I am proud of things I've achieved, and ashamed of things I've done or not done, but these things are personal and known only to me. They will forever remain so.
Suffice to say the finest moments in life come down to the mundane; a helpful word offered, an act of kindness performed, being in the right place at the right time, buying a cool pair of shoes, watching a sunset on a frozen beach. The low points are not the accidents and the illnesses, the bad rolls of the dice we all suffer, they are those times when we show a mean spirit, act selfishly, direct cruel words at those who don't deserve it.
In my life I have had many such moments of pride and shame.
How do I wish to be remembered when I'm gone? Considerations of how one is viewed by future generations seems to me to be an utterly pointless preoccupation. We can look at the past and learn from it and we can look at the future and make our plans but when push comes to shove all that actually matters is that which is happening now.

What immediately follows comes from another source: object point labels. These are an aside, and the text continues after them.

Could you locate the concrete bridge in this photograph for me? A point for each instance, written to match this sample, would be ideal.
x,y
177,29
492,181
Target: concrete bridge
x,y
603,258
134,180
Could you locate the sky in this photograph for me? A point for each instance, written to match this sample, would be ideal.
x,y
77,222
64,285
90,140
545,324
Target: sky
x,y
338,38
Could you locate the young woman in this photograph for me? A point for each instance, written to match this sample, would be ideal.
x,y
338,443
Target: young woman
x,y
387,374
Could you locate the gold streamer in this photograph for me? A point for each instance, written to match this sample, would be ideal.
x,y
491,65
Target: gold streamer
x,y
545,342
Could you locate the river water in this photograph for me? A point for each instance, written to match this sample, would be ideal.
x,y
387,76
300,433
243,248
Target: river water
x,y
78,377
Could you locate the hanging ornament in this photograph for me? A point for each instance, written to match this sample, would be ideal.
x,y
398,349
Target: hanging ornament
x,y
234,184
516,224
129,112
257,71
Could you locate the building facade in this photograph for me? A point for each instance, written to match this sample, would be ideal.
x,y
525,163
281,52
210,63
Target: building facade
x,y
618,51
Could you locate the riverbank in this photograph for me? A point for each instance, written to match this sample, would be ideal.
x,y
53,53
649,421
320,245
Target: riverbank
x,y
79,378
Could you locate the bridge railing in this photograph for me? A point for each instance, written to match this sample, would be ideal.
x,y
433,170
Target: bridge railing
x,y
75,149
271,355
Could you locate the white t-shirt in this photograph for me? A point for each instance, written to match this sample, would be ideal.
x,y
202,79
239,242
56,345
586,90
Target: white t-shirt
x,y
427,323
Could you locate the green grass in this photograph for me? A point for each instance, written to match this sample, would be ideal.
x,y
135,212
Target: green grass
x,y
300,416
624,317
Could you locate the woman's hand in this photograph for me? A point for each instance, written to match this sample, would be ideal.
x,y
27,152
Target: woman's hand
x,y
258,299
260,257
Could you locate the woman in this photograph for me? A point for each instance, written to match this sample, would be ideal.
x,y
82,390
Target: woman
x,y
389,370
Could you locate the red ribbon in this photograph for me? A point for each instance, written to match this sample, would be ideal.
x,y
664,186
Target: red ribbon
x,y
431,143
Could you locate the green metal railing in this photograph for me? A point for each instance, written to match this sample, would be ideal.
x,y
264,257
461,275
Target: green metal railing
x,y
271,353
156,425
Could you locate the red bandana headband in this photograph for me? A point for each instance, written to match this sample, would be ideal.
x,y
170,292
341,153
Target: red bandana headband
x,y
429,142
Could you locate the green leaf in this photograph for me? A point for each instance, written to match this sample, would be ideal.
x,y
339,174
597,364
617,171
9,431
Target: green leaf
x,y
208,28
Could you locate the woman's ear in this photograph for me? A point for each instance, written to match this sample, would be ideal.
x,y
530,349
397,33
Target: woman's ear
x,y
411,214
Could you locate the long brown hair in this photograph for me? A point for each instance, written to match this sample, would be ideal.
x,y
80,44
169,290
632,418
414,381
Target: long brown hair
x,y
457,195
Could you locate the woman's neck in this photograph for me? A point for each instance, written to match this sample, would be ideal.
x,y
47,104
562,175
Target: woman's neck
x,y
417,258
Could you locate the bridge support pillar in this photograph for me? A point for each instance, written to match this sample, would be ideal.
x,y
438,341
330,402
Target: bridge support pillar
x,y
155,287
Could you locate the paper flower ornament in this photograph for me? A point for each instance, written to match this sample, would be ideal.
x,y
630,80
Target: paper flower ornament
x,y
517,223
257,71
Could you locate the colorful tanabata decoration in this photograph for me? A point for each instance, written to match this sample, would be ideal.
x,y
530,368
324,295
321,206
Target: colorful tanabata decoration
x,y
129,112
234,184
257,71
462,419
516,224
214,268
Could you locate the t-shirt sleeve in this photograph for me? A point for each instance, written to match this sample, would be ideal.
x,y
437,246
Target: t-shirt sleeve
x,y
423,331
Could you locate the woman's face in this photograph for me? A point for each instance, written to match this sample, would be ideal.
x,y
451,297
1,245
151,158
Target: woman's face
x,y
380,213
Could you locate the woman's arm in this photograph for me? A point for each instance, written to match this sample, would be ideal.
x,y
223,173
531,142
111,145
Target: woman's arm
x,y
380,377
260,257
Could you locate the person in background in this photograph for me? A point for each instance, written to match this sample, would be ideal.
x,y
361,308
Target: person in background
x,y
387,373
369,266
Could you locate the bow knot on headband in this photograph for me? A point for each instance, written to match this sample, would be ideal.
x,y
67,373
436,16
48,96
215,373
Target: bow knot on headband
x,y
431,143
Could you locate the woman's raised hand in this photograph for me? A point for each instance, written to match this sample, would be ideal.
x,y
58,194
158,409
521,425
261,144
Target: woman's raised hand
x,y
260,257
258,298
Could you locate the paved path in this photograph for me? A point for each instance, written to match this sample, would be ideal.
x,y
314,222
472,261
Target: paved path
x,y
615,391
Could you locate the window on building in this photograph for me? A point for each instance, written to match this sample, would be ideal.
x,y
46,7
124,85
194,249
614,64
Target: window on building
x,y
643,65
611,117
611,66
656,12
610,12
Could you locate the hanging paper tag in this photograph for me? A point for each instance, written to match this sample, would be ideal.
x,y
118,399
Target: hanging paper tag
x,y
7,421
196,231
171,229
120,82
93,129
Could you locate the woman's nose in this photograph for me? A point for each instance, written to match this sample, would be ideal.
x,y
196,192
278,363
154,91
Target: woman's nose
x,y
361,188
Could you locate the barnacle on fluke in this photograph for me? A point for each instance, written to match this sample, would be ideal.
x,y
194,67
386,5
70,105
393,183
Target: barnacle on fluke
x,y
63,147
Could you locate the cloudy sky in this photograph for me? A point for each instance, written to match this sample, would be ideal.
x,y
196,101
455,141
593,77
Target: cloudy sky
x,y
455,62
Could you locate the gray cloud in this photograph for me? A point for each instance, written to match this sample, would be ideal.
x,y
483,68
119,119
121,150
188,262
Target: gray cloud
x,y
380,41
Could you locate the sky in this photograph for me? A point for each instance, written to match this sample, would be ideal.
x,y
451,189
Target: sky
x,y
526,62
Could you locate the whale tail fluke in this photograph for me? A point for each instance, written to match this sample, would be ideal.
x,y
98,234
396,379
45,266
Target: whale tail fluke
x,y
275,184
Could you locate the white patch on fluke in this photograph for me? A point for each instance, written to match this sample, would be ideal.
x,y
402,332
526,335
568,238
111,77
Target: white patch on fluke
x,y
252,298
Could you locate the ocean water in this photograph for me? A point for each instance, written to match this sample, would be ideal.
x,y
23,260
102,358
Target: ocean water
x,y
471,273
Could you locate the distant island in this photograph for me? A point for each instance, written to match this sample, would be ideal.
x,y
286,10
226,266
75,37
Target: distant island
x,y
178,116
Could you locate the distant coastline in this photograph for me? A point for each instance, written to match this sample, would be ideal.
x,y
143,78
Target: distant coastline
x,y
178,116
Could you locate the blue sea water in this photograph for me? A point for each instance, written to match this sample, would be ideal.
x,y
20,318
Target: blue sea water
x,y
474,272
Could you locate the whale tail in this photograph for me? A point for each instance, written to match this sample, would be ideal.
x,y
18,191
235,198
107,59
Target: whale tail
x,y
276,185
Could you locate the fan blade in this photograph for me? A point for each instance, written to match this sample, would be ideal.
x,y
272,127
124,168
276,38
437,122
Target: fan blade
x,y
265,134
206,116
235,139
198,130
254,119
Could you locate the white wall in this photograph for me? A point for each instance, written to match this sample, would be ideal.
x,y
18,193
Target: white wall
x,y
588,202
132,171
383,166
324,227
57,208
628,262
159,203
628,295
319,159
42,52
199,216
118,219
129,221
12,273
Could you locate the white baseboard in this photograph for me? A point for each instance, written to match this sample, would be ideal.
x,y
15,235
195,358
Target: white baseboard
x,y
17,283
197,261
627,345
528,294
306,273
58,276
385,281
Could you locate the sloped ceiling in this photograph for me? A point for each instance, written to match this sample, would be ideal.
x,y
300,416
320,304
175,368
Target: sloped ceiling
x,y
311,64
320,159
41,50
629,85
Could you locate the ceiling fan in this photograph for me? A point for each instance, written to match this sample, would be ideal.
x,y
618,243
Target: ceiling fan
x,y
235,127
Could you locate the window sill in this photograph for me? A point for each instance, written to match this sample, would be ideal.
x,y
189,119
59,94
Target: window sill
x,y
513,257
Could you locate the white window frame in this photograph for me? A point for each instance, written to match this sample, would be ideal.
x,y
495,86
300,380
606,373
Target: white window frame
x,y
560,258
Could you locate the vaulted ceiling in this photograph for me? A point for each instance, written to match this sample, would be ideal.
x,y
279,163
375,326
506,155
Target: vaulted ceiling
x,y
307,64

If pressed then I'd say the best option is to be utterly forgotten when I'm dead. If you think about those long dead, the people whose names and reputations survive them, it seems to me we often grant them their places in history because during their lives they did unspeakably awful things. Not all of them of course, but more than enough. Even the alleged great and the good, the high achievers of our world, often reach the heights at the expense of those they've trampled on.
Furthermore history often distorts, distills and repackages to such an extent that the 'memories' of those who've gone before us are often reduced to single phrases or sentences. Often those labels we stick on people are not even accurate or truly representative of real achievements.

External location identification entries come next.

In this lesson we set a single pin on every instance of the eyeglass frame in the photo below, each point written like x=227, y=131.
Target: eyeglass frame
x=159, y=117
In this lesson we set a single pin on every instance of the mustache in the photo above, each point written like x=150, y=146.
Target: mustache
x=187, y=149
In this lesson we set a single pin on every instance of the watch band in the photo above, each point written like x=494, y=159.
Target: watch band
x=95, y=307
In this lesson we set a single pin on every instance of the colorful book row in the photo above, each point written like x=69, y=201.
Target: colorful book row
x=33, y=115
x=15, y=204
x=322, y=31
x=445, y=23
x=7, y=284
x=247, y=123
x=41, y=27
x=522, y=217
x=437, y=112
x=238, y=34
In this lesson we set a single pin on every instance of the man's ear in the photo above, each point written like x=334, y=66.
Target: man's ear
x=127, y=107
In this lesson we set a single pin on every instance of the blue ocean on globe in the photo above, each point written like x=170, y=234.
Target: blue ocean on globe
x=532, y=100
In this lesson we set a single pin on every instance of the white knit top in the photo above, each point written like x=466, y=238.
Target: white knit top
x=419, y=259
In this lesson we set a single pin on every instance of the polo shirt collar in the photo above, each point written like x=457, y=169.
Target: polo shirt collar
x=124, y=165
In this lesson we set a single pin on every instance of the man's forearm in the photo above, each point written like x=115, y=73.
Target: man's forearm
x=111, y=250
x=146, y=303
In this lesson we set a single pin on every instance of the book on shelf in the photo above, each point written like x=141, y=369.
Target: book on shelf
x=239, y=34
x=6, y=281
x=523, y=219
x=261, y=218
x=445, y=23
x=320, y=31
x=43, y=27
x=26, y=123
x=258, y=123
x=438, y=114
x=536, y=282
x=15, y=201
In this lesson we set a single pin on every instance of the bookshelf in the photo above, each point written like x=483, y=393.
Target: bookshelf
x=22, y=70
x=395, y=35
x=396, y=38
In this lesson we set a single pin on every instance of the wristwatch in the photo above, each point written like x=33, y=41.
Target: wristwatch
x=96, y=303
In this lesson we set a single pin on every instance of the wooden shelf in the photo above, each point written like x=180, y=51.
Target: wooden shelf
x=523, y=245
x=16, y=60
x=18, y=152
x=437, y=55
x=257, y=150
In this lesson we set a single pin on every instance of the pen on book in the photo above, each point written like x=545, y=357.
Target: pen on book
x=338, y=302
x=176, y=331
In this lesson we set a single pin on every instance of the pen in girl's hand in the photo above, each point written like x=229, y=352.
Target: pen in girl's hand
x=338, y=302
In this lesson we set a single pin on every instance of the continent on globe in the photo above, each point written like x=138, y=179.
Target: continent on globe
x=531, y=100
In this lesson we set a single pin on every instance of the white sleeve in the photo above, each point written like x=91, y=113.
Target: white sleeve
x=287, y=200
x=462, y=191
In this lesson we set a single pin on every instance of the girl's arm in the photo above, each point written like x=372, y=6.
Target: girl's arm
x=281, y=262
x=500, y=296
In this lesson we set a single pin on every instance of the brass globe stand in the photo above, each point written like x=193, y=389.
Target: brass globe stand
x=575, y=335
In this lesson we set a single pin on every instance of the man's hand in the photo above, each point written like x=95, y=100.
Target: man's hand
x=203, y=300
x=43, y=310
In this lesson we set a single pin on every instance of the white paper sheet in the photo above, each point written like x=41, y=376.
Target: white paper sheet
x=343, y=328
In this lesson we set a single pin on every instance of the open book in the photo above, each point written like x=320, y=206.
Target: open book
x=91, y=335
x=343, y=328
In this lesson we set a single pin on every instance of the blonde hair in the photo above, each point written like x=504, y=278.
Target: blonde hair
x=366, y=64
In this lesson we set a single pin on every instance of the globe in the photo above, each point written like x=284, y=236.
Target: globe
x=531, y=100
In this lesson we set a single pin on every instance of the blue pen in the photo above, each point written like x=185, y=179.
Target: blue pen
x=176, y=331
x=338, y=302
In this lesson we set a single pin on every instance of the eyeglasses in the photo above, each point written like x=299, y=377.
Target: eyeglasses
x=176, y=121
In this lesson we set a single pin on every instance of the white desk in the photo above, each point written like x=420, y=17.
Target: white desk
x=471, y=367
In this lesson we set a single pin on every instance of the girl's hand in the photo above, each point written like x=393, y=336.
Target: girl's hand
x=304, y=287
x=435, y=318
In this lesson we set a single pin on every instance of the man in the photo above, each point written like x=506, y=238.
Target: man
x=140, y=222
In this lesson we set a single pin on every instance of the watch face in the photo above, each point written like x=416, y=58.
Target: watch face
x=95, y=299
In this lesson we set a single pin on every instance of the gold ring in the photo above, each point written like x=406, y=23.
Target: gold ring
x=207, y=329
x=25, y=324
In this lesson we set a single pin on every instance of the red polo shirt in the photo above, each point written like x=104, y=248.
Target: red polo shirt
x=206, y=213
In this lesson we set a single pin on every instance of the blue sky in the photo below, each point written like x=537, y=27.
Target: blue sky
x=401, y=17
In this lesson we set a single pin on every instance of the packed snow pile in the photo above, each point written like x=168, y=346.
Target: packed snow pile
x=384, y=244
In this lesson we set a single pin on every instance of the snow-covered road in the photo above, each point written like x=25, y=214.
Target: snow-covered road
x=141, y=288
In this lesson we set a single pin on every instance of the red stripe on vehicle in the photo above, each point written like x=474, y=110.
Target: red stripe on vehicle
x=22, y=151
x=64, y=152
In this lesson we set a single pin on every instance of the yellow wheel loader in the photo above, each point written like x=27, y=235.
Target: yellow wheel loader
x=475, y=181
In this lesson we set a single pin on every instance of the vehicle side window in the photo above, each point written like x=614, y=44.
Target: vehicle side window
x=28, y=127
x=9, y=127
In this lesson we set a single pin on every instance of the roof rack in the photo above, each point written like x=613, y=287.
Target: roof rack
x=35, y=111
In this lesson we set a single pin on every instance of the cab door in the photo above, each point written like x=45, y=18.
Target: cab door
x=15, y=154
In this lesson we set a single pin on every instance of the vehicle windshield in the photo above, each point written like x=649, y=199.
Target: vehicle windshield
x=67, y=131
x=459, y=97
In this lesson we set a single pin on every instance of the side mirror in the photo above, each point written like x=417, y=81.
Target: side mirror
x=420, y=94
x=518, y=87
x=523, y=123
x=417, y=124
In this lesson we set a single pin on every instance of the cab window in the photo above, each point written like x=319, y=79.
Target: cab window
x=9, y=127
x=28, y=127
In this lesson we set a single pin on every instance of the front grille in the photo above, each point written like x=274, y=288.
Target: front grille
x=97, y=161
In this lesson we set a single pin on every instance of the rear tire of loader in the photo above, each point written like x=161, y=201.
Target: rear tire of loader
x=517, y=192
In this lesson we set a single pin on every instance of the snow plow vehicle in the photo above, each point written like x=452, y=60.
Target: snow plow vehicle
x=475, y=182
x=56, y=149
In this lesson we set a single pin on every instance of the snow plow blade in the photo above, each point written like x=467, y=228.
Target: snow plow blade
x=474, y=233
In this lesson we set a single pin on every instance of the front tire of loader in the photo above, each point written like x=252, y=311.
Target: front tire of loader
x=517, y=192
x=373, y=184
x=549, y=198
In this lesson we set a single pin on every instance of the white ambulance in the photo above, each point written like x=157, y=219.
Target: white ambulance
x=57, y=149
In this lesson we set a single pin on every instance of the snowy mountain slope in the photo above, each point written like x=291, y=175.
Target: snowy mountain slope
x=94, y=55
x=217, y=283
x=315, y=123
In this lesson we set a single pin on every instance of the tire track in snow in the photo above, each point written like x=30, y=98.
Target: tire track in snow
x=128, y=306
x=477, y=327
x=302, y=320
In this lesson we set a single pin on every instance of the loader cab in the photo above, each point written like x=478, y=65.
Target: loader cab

Thus Andy Warhol is famous only for that 15 minutes of fame throwaway remark or his Campbell's soup tin reproductions. His avant garde art movement is irrelevant. Everyone knows Vincent van Gogh chopped off his ear but do people ever ask why? Charlie Chaplin was probably the most famous human being on the planet less than a hundred years ago. He is remembered now as merely the tramp with the funny walk. Did his life amount to nothing more than a few pieces of scratchy black and white silent film?
Would any of those three have wished to be remembered with such dismissive brevity?
This tendency to compact a lifetime of achievement into bite sized chunks doesn't just start and end with those involved in the arts of course. Think about all those famous dead people you've read about and list how many things you know about their lives. How many of them can you run to more than two sentences on?
Far better to be mourned briefly by a circle of immediate friends and family and then consigned to everlasting anonymity - the sure sign of a life well lived.
Here lies Derek Dohren. Who the Hell was he then?